When you are eight years old and you find something interesting and you want to do it, you dream about it, and then somehow as we grow older, we forget to dream and that perhaps we are able to do things that other people tell us we cannot do. To dare to dream is within us.
A few years later, at the age of 16, I received a scholarship to study at an international college in Great Britain, and thankfully, I was encouraged to go. I left with my faulty English and my two suitcases and crossed the ocean, my head full of conviction but not knowing what lay ahead.
I left Canada without a single worry in my heart because I had been given the greatest gift of all—unconditional love. When I left, I knew somehow that no matter what happened, even if I failed, they would take me back. My parents were there for me, and they still are today.
My mother, Jacqueline, and my father, André, gave me wings, and I made the most of them, I assure you. When I returned from these travels and journeys, I returned with profound convictions: that education for all is the key to all societies; that diversity is an incredible treasure; that sport, mens sana in corpore sano--a healthy mind in a healthy body--can take us very far; that we are stronger when we stand together; and that there is no magic solution in life. It is through hard work that we will move forward.
Guess what? Effort pays off. It has been an amazing journey. I am a true believer in the strength of teamwork, in the power of dreams, and in the absolute necessity of a support structure. This is the backbone of this country. This is our national fabric.

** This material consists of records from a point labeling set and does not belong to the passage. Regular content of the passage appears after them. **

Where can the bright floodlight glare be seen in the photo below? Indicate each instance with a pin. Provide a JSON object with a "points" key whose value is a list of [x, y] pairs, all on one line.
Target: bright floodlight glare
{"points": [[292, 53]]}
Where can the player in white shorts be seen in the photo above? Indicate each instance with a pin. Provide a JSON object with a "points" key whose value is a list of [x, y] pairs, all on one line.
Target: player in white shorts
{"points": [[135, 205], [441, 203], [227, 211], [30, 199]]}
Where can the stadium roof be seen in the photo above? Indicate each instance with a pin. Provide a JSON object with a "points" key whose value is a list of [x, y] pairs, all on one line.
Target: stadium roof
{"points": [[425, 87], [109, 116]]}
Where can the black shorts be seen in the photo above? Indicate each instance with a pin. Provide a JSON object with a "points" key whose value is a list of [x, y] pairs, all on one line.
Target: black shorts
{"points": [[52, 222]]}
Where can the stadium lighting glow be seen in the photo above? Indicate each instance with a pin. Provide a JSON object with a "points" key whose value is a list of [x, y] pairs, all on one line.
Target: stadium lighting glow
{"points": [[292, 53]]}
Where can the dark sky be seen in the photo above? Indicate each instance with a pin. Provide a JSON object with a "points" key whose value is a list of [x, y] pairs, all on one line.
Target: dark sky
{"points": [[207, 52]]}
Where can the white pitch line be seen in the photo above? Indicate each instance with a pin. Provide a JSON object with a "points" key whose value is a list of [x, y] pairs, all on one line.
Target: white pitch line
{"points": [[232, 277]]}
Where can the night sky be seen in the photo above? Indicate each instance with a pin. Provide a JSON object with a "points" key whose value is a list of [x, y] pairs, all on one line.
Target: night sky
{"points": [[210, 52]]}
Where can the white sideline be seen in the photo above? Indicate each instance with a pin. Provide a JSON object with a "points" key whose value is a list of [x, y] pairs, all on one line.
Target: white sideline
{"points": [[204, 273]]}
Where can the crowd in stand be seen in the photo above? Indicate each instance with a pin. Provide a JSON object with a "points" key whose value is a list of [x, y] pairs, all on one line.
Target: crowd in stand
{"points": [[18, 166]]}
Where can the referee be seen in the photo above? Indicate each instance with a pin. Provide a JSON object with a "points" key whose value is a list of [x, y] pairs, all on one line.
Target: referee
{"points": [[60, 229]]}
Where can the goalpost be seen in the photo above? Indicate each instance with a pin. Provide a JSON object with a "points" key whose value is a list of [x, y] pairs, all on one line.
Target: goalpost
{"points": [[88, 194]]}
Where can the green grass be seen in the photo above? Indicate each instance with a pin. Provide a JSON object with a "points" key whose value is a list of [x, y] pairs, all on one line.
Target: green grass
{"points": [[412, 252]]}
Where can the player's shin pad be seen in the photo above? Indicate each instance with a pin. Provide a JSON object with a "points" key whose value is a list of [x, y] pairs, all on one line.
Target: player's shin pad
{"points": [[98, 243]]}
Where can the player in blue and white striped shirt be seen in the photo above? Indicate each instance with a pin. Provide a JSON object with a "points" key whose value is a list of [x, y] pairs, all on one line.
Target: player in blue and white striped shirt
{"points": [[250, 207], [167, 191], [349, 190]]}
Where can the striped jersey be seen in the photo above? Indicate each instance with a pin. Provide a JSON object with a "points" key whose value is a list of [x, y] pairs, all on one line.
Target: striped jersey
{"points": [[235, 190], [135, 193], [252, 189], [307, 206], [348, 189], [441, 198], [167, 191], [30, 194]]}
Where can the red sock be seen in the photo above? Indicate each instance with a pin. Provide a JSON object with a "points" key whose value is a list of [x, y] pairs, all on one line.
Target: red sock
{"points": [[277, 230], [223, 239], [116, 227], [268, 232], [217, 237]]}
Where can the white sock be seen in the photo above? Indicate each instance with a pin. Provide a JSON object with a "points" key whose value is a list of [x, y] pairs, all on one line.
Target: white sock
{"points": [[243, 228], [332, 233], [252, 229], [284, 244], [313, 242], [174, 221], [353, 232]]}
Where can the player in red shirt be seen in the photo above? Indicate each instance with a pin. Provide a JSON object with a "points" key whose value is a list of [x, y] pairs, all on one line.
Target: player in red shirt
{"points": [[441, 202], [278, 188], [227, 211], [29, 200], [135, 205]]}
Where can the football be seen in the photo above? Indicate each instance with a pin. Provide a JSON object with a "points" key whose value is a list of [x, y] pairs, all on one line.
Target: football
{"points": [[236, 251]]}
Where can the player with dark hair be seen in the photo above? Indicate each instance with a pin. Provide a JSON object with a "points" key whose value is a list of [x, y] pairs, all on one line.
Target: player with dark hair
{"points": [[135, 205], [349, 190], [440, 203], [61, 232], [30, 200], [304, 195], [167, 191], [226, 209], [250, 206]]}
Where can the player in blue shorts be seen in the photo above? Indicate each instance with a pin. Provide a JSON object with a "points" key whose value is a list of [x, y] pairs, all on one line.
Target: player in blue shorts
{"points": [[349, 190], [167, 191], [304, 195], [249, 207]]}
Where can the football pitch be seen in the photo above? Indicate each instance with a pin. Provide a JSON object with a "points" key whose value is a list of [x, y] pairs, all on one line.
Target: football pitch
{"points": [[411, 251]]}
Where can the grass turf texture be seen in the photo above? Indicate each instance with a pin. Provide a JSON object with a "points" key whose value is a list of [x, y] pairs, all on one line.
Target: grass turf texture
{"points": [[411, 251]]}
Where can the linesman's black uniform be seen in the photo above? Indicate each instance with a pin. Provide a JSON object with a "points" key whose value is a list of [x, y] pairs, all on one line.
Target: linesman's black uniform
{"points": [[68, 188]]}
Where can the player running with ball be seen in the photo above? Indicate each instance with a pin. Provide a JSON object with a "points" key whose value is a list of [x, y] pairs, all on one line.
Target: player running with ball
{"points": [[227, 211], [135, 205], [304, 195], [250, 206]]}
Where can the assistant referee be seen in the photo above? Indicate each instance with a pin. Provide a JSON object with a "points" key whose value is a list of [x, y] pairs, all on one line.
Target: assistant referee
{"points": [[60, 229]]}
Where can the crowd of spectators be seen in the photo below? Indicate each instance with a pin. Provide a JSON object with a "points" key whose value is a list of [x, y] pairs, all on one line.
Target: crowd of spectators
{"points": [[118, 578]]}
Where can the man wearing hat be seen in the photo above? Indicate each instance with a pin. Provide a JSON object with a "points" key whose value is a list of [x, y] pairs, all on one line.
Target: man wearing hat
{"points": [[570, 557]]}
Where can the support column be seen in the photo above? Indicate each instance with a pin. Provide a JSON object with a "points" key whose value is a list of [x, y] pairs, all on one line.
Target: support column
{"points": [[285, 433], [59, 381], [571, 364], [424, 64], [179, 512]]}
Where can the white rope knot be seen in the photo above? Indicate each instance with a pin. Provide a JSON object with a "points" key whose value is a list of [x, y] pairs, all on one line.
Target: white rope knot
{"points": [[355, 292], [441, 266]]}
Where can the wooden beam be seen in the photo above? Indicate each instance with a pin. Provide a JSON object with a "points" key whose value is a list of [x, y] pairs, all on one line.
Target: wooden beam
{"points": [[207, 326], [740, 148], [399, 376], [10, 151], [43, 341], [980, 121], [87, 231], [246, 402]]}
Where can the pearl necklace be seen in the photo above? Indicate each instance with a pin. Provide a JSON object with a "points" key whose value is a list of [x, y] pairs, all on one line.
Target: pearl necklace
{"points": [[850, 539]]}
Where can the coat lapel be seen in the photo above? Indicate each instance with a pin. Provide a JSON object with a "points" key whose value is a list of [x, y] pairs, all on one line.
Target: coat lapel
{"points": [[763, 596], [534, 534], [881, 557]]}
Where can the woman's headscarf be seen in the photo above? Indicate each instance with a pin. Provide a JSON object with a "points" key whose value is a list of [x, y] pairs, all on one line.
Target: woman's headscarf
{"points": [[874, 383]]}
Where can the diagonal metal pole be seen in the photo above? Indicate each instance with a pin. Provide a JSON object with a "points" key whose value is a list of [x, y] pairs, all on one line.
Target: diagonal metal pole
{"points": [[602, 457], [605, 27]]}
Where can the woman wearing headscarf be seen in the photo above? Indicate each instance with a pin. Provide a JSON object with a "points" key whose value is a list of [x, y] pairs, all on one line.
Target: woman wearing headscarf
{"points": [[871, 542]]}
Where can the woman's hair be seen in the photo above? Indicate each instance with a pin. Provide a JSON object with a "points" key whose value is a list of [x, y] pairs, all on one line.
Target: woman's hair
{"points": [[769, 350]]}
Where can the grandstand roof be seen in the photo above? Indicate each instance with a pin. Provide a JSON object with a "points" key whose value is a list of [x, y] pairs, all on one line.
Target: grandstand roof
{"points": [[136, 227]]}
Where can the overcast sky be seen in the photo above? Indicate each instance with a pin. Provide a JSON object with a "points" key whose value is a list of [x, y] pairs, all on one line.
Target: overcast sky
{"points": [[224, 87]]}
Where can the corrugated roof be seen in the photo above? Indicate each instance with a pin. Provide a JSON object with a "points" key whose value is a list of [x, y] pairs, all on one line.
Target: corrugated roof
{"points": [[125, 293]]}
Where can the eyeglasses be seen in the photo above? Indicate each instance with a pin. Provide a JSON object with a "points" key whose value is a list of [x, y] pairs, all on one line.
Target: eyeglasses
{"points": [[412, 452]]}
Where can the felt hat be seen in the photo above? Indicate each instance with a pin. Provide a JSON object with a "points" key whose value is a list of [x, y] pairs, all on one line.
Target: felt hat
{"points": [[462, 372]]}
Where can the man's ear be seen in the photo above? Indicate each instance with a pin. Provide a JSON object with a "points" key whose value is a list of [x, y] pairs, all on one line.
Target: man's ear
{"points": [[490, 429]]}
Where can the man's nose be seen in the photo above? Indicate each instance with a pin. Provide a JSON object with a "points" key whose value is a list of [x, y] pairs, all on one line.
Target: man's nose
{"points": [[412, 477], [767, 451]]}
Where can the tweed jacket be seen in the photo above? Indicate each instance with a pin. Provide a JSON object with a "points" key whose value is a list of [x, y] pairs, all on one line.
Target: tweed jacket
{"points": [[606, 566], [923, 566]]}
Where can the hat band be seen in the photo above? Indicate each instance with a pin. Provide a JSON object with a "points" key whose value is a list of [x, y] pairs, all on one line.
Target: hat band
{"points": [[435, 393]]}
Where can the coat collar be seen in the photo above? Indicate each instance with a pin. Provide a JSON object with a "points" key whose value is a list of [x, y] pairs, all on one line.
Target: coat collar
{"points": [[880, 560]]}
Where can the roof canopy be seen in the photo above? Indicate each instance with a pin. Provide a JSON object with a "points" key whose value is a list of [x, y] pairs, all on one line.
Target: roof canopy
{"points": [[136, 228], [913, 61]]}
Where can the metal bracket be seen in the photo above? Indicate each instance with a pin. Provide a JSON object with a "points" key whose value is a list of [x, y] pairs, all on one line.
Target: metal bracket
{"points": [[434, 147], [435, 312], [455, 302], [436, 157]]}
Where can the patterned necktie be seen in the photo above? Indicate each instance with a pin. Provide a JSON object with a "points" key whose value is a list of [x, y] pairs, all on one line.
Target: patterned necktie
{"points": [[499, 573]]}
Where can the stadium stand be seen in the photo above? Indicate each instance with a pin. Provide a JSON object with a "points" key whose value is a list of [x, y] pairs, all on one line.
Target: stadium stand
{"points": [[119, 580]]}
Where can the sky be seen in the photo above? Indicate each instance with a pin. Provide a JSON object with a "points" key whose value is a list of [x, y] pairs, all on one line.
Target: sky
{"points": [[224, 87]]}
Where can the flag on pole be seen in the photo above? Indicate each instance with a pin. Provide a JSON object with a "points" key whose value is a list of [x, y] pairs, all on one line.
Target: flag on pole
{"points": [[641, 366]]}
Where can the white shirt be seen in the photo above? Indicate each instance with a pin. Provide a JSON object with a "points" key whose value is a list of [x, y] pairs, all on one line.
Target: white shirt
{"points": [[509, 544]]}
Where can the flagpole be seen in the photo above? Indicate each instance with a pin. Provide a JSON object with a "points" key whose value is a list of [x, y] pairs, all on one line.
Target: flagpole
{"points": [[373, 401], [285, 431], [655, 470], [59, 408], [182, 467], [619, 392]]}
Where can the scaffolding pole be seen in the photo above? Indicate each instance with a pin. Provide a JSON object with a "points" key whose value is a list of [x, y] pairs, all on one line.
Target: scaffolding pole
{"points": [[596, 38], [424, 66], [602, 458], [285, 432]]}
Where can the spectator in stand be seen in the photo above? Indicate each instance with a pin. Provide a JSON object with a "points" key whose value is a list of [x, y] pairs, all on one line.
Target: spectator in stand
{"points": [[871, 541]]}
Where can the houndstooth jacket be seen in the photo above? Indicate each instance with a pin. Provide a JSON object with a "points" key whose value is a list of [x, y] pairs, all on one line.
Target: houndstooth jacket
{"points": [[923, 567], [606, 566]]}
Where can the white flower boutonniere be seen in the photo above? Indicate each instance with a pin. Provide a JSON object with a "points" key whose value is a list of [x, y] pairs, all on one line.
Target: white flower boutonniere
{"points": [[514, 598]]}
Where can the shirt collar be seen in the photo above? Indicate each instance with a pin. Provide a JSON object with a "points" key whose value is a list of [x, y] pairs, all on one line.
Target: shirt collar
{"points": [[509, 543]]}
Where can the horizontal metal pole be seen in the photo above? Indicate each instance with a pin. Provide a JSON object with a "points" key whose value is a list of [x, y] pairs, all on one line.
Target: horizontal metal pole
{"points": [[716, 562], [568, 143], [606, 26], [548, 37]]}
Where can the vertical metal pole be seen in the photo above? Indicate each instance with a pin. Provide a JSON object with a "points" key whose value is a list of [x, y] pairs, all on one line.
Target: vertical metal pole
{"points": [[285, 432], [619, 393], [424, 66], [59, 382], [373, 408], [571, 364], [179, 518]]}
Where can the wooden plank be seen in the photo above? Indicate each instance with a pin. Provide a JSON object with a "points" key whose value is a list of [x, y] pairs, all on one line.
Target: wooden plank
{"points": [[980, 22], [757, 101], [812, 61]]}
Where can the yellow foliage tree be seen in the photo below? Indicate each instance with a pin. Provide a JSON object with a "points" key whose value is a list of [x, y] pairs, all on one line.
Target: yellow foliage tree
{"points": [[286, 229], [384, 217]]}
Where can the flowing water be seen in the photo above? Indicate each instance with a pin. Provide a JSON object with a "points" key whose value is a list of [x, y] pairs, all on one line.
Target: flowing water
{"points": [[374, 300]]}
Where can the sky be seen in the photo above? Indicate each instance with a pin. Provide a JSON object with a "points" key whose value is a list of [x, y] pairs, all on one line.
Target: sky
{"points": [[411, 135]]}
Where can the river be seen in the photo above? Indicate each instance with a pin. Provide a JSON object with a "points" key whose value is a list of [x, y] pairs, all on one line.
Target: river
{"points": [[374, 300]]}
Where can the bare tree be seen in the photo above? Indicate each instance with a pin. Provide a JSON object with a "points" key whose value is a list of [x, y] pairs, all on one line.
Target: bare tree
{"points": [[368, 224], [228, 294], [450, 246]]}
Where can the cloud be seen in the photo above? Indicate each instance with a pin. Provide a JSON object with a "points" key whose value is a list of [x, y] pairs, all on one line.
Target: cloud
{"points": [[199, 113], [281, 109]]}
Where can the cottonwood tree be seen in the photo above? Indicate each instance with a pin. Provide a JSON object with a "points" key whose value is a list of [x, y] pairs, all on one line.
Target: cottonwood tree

I am convinced that anyone can accomplish anything and rise to the challenge as long as they are willing to work with others, to let go of their personal agenda, to reach a higher goal, and to do what is right for the common good, and I hope this is exactly what my mandate as Governor General will reflect.
One of the great privileges we have—those of us who have had the opportunity to see the Earth from above and to go into space—is to see this planet we share, all seven billion, 751 million of us here on Earth. We are all part of the human race, and we share this extraordinary world, a world that so resembles a blue marble on a backdrop of darkness, surrounded by its finite atmosphere. Borders are the invention of mankind. This Earth, this planet, is ours to pass on to future generations in good shape, and it is this notion that should guide us in all of our choices and all of our decisions. Seeing how many young people are here today, I am optimistic about the future.
Canada, we really have a lot of work to do. I think the path for us to take is to trust science, to believe that innovation and discovery are good for us, and to make decisions based on data and evidence. We are the true north, strong and free, and we should always look after those who have less, stand up for those who cannot, reach out across differences, use our land intelligently, open our borders and welcome those who seek harbour, and never, ever, cease to be curious, ask questions, and explore. Oh, and by the way, we should be happy and celebrate who we are and what we want to become.
The young people who are here in the Senate of Canada, the highest place of governance in our country, are showing us that Canada is in good hands.
My friends, aim high. Dare to dream. The sky has no limit.